On the Content Bias in Fréchet Video Distance
Songwei Ge, Aniruddha Mahapatra, Gaurav Parmar, Jun-Yan Zhu, Jia-Bin Huang
TL;DR
The paper analyzes why Fréchet Video Distance (FVD) can favor high frame quality over temporal realism, identifying a content bias arising from the features used to compute FVD. By decoupling spatial and temporal quality and by probing the metric's perceptual null space with resampling, the authors show FVD is largely insensitive to temporal artifacts when using traditional I3D features. Replacing these with self-supervised VideoMAE-v2 features substantially mitigates the bias, improving alignment with human perception, especially for motion.
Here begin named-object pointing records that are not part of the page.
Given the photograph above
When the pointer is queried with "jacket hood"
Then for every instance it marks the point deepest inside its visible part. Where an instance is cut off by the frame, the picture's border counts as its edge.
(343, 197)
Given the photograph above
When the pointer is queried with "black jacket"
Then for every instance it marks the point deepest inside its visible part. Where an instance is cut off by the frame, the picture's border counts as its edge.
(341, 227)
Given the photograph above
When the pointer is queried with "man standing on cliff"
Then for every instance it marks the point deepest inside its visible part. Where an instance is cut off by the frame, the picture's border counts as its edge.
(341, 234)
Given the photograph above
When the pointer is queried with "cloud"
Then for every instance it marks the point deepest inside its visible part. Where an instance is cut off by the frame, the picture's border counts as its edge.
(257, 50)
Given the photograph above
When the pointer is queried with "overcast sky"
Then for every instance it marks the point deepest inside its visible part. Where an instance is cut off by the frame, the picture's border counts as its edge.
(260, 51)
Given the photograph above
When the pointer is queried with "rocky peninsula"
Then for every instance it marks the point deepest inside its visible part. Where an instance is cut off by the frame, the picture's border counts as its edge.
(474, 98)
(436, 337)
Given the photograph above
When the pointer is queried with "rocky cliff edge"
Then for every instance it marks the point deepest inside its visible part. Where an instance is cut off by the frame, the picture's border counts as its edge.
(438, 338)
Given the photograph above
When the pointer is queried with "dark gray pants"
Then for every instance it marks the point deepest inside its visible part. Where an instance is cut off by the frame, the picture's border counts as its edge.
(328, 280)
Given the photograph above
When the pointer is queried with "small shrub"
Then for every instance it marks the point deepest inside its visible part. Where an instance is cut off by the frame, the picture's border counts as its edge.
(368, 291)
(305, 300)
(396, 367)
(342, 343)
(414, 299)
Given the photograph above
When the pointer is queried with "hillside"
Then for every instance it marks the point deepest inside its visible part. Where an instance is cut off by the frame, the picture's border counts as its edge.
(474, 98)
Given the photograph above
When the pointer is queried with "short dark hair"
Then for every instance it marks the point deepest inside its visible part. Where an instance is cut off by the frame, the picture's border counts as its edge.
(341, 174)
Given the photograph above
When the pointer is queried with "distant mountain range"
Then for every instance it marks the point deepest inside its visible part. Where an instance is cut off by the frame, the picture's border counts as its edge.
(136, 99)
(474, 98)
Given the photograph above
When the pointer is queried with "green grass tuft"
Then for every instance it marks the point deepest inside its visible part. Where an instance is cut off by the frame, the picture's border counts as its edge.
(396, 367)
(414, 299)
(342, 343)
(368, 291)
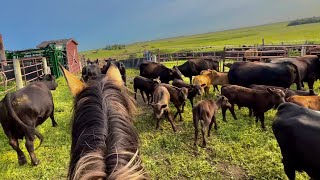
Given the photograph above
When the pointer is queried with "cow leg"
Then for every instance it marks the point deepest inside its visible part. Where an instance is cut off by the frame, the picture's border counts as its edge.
(215, 87)
(141, 92)
(261, 117)
(191, 102)
(178, 112)
(231, 109)
(14, 143)
(206, 90)
(54, 123)
(224, 110)
(213, 120)
(158, 123)
(30, 148)
(310, 84)
(203, 132)
(195, 124)
(250, 112)
(288, 169)
(169, 117)
(183, 104)
(135, 93)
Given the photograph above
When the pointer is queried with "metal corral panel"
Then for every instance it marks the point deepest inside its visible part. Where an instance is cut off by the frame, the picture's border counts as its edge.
(74, 63)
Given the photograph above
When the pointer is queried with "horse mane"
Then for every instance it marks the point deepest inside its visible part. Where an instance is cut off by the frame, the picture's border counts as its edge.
(104, 141)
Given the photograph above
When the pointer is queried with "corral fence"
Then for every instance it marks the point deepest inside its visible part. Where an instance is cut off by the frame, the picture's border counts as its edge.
(267, 52)
(235, 53)
(135, 63)
(16, 73)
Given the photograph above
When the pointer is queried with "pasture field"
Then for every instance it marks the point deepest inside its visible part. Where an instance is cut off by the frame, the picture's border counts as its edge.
(239, 149)
(272, 33)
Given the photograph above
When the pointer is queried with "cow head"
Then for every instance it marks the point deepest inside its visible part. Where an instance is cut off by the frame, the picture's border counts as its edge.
(277, 96)
(50, 81)
(76, 86)
(183, 93)
(223, 102)
(175, 73)
(156, 81)
(158, 109)
(91, 71)
(197, 89)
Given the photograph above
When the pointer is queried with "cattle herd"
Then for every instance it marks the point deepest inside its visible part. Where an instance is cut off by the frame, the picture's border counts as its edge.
(258, 86)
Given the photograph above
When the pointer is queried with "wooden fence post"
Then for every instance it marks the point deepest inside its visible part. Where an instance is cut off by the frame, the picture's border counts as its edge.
(45, 65)
(303, 50)
(17, 73)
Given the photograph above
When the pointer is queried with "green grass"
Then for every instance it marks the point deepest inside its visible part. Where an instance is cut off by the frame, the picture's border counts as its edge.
(237, 150)
(272, 34)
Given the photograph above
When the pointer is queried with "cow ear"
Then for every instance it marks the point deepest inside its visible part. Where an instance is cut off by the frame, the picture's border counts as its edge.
(75, 85)
(113, 74)
(48, 77)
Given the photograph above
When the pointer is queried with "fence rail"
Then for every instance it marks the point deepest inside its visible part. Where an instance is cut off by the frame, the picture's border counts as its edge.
(31, 69)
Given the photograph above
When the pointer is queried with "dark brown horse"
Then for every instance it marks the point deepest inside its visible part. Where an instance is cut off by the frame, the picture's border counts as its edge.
(104, 141)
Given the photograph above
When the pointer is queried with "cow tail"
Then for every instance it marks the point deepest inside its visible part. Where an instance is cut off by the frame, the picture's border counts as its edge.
(13, 114)
(298, 78)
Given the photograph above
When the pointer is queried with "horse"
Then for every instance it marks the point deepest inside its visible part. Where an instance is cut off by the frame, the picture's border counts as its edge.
(105, 144)
(120, 65)
(91, 72)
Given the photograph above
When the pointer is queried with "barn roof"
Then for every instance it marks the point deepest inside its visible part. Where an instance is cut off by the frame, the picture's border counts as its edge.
(57, 42)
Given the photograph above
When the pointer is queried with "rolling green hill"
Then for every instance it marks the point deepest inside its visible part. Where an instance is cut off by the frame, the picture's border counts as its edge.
(272, 34)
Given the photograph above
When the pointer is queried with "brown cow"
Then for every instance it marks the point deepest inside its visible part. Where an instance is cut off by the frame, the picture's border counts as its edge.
(205, 111)
(23, 110)
(203, 81)
(178, 96)
(311, 102)
(160, 105)
(258, 100)
(217, 78)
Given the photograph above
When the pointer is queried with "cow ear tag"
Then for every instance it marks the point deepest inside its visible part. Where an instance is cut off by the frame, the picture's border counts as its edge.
(75, 85)
(113, 74)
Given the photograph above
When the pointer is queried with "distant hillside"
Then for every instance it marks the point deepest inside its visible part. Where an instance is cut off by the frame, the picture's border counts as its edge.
(272, 34)
(304, 21)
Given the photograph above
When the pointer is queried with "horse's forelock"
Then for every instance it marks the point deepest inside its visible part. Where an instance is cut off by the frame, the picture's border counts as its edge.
(103, 124)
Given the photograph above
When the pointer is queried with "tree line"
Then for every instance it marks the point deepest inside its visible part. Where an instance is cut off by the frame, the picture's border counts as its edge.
(115, 47)
(304, 21)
The work highlights a need for better video evaluation metrics and demonstrates practical gains from adopting self-supervised features in FVD computations, with implications for long-video generation and out-of-domain content.
Abstract
Fréchet Video Distance (FVD), a prominent metric for evaluating video generation models, is known to conflict with human perception occasionally. In this paper, we aim to explore the extent of FVD's bias toward per-frame quality over temporal realism and identify its sources. We first quantify the FVD's sensitivity to the temporal axis by decoupling the frame and motion quality and find that the FVD increases only slightly with large temporal corruption. We then analyze the generated videos and show that via careful sampling from a large set of generated videos that do not contain motions, one can drastically decrease FVD without improving the temporal quality. Both studies suggest FVD's bias towards the quality of individual frames. We further observe that the bias can be attributed to the features extracted from a supervised video classifier trained on the content-biased dataset. We show that FVD with features extracted from the recent large-scale self-supervised video models is less biased toward image quality. Finally, we revisit a few real-world examples to validate our hypothesis.